• Normal yağmurda bile suyu taşımayan kanallar, taşan dereler, saatlerce kilitlenen trafik nedeniyle yağmur veya kar suçlu ilan ediliyor. Kentsel dönüşüm adı altında yeşil alanlar, orman alanları, su havzaları yapılaşmaya açılıyor, kentin hayat damarları yok ediliyor.
• Rant eksenli bir yapı, kentsel dönüşüm kavramı ile eşdeğer bir hale gelmiştir. Yargı yolu açık yürütme durdurulamıyor, bina boşaltılamıyorsa, su, elektrik, doğal gaz kesiliyor. Tapusu olmayana enkaz bedeli ödenerek, git deniyor. Acele kamulaştırma yapılıyor. Afet ve deprem meşruiyeti açısından her şeyden vazgeçiliyor. Özünde planlama lağvediliyor, merkezileşme ön plana geçiyor, bina ölçeğinden hareket ediliyor. Gayrimenkul sektörü menkulleşiyor. Sadece sosyal değil fiziksel eşikler de aşılıyor.
• Mülkiyet haklarının ihlali konusunda birinciliğe adayız. İstanbul da yeni konut alanları yaratılarak yeni nüfusa çağrı yapılıyor. Rant uğruna 25 milyonluk bir kent yaratılmaya çalışılıyor. Konutun bir kullanım aracı olduğunu değil, bir ticari araç olarak kullanılmasını perçinliyor, konutların yıkılıp yapılmasına garanti vermiyor. Yasama ve yargı devre dışı bırakılarak yürütme mutlaklaştırılıyor, az itirazlı bir alan yaratılıyor.
• 1/100.000 lik İl Çevre Düzeni Planında olmayan 3. köprü, 3. hava alanı, iki yakaya iki kent, kanal projesi İstanbul`u yeni bir afetle, hatta bir çok afetle karşı karşıya bırakacaktır.
• Ülkemiz, özellikle İstanbul; bir afetten beş afet yaratmanın başarısını aynı zamanda dünya literatürüne de geçirmiş olacaktır. İstanbul`u depreme hazırlarken, yani ‘deprem odaklı kentsel dönüşüm` derken; yeni deprem riski taşıyan binalar, yeni sel ve su taşkınları, yeni ısı adaları, yeni hava kirliliği ve yeni bir toplumsal huzursuzluk yaratmanın başarısıyla dünya literatüründeki yerini alacaktır.

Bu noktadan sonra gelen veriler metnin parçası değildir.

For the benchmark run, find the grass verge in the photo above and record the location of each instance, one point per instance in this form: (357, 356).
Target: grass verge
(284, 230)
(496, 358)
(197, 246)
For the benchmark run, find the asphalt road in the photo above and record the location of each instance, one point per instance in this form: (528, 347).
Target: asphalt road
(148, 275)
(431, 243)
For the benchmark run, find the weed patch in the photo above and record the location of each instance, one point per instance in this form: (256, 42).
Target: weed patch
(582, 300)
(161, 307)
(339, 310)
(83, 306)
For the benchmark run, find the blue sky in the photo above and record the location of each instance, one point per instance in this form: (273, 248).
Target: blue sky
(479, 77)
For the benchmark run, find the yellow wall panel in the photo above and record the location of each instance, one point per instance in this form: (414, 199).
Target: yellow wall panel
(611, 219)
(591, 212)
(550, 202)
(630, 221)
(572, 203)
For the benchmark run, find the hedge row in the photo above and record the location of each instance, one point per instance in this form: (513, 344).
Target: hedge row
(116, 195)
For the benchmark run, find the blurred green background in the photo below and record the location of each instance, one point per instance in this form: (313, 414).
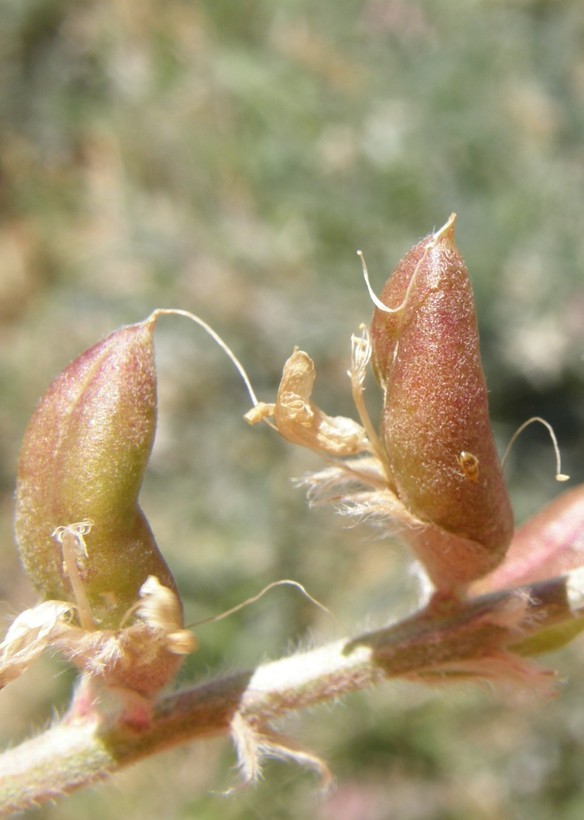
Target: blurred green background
(229, 159)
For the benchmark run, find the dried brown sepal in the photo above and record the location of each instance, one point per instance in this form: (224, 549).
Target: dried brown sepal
(301, 421)
(435, 428)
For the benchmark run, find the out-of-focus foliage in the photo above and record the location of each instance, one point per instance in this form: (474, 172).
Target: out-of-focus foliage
(230, 158)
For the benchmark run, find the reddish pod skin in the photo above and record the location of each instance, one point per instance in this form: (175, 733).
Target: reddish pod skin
(436, 430)
(83, 457)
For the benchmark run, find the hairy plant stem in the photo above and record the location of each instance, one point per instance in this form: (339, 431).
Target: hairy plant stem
(446, 639)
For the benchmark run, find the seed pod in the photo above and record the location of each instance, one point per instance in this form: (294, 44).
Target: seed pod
(81, 466)
(435, 428)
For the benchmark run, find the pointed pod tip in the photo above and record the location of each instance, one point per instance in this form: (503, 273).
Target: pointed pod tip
(445, 234)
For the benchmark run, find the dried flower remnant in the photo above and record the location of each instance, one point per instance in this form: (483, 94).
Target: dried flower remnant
(432, 468)
(82, 536)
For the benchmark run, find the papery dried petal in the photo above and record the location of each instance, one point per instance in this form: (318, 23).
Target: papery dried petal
(300, 421)
(28, 636)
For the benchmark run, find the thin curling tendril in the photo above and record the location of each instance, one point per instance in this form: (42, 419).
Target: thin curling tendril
(560, 476)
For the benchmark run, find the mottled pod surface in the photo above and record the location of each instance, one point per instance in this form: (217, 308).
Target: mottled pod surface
(83, 457)
(435, 428)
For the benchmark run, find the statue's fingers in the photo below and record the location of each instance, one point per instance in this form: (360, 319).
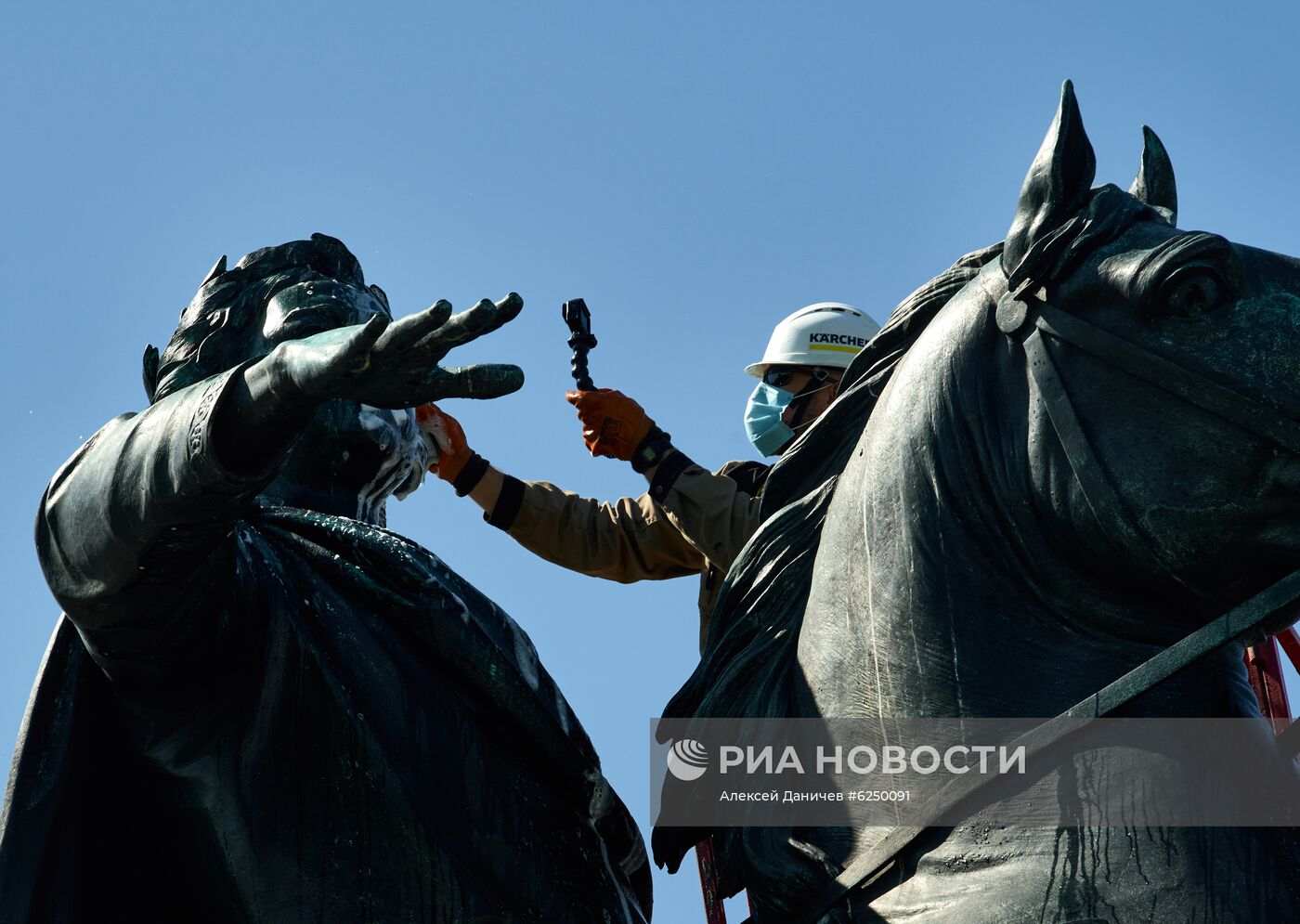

• 2007 Deprem Yönetmeliğinin 7. bölümü güçlendirme konusuna ayrılmışken, güçlendirme konusu güvenli bir yapı oluşturmanın önemli ve vazgeçilmez yollarından biri iken; 6306 Sayılı Kentsel Dönüşüm Yasasının güçlendirme konusunu dışlaması, kaynaklarımızın rasyonel kullanılmasının önünde ciddi bir engel olarak durmaktadır. Yapıların deprem yönetmeliği kapsamında güçlendirileceği ilkesi görmezlikten gelinerek ‘YIK - YAP anlayışından hareket edilmektedir.
• Ülkemizde bulunan önemli sayıdaki kamu binalarının; yurtların, okulların, kreşlerin, hastanelerin büyük bir kısmının deprem güvenliklerinin bugün bile olmadığı rahatlıkla söylenebilir.
• Eskiden planlamaya ve planlara önem verilirdi. Yapılaşmanın bir takım ilkeleri vardı. 20 yıl sonra, 30 yıl sonra nelerin olacağı düşünülürdü, planlamaya ve insana dair bir takım ilkeler dikkate alınırdı. Şimdi sadece kişi ve grup çıkarını, özel girişimi destekleyen bir anlayış var. Devletin kendisi yatırımcı hale geldi, devlet tüm hazine arazilerini sermayesi olarak kullanıyor. Bize ait, kentimize ait, deprem olduğunda toplanacağımız ve çadır kuracağımız, çocuklarımızın nefes alacağı ve oynayacağı boş alan kalmadı.
• 17 Ağustos 1999 depreminden sonra, 2002 yılının sonuna kadar İstanbul İl Afet Merkez Kurulu tarafından belirlenen yaklaşık 470 çadır kurulacaktı ve toplanılacak boş alanın büyük bir kısmının yerinde bugün AVM, gökdelen ve lüks konutlar var.
• Odamız tarafından yapılan yapı ruhsatı incelemelerinde kaygı verici sonuçlara ulaşılmıştır. 352 yapı ruhsatı incelenmiş ve bunlardan 265`inin sorunlu olduğu tespit edilmiştir.